The snakes that ended up stranded on Ilha da
Queimada Grande had no ground level predators, allowing them to reproduce
rapidly. Their only challenge:
they also had no ground level prey. To find food, the snakes slithered
upward, preying on migratory birds that visit the island seasonally during long flights. Often, snakes stalk
their prey, bite and wait for the venom to do its work before
tracking the prey down again.
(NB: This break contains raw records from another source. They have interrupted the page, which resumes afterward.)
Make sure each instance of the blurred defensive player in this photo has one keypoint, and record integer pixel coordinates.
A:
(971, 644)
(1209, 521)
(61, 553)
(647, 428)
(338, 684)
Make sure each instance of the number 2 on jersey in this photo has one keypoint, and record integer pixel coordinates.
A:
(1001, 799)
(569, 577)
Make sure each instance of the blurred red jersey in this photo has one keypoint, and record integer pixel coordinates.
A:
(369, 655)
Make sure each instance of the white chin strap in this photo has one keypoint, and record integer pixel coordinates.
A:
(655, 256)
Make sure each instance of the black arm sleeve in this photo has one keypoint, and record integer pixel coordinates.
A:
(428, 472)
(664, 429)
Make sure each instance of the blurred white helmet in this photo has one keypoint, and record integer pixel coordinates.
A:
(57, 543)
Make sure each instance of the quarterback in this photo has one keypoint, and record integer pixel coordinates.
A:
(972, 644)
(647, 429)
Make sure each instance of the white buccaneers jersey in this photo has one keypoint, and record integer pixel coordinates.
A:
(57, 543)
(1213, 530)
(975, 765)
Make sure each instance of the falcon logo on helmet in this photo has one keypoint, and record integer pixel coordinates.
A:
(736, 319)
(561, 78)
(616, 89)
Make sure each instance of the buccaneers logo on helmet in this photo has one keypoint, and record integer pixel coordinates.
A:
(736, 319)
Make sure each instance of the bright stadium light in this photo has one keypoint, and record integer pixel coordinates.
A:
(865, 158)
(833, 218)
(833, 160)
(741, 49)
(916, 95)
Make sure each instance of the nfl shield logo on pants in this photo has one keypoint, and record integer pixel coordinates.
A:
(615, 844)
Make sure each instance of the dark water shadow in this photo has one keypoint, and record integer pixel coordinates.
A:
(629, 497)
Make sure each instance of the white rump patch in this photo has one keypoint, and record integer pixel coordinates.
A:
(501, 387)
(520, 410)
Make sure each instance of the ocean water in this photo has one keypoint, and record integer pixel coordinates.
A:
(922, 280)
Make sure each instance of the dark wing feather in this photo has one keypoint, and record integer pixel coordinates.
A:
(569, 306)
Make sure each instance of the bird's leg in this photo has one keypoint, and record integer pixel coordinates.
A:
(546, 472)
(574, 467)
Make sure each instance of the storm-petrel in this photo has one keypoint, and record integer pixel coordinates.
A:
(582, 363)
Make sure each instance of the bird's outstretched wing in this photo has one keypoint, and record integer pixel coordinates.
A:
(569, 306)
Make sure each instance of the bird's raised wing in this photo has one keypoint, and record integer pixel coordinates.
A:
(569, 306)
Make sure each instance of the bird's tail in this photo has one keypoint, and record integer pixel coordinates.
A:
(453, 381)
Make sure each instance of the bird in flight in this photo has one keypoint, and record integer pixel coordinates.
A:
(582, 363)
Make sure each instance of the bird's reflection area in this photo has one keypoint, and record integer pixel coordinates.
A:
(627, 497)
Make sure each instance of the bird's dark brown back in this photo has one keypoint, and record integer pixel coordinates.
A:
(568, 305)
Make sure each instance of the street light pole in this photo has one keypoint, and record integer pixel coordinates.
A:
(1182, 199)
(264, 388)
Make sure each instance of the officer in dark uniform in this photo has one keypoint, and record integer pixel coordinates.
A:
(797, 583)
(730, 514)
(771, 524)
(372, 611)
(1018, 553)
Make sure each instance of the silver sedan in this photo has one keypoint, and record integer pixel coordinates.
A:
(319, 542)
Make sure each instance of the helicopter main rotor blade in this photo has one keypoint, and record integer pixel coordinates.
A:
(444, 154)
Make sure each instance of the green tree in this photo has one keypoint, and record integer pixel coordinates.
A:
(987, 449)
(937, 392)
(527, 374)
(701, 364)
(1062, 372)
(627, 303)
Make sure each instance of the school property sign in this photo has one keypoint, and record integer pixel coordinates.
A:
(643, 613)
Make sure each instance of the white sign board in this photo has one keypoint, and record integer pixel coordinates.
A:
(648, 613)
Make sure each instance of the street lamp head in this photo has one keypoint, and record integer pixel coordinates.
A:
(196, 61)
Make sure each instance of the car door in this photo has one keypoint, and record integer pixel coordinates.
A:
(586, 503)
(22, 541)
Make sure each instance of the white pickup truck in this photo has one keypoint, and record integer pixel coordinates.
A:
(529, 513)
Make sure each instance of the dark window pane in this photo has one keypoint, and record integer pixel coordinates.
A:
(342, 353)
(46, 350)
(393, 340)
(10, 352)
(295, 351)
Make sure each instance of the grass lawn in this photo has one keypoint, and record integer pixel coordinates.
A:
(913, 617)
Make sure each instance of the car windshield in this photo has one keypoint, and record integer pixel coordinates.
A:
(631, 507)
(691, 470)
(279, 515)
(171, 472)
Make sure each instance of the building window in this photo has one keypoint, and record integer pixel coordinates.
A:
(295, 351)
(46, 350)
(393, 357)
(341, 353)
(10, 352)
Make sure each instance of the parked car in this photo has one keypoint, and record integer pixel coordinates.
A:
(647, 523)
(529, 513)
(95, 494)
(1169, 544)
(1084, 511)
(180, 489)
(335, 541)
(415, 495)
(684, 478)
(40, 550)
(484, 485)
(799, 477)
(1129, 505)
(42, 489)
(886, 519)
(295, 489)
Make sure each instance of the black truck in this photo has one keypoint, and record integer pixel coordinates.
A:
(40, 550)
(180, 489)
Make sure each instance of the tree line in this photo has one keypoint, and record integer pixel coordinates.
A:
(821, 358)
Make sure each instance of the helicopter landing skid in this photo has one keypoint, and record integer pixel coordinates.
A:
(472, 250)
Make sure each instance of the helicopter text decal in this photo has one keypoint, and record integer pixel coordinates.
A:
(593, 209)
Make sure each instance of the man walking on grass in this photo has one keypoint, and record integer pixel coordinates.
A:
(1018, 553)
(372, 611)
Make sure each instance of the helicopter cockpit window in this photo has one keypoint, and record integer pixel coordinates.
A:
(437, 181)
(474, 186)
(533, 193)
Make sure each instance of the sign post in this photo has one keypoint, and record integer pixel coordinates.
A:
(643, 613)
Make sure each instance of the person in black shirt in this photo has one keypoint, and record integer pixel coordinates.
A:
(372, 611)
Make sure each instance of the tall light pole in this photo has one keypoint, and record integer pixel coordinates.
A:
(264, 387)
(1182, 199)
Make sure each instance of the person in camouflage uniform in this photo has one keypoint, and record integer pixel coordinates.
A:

But the golden lancehead vipers can’t track the
birds they bite—so instead they evolved incredibly potent and efficient venom, three
to five times stronger than any mainland snake’s—capable of killing most prey
(and melting human flesh) almost instantly.
Because of the
danger, the Brazilian government strictly controls visits to Ilha da Queimada
Grande. Even without a government ban, though, Ilha da Queimada Grande probably
wouldn’t be a top tourist destination: the snakes on the island exist in such a
high concentration that some estimates claim that there’s one snake for every
square meter in some spots. A bite from a golden lancehead carries a seven
percent chance of death, and even with treatment, victims still have have
a three percent chance of dying. The snake’s venom can cause kidney failure, necrosis of
muscular tissue, brain hemorrhaging and intestinal bleeding.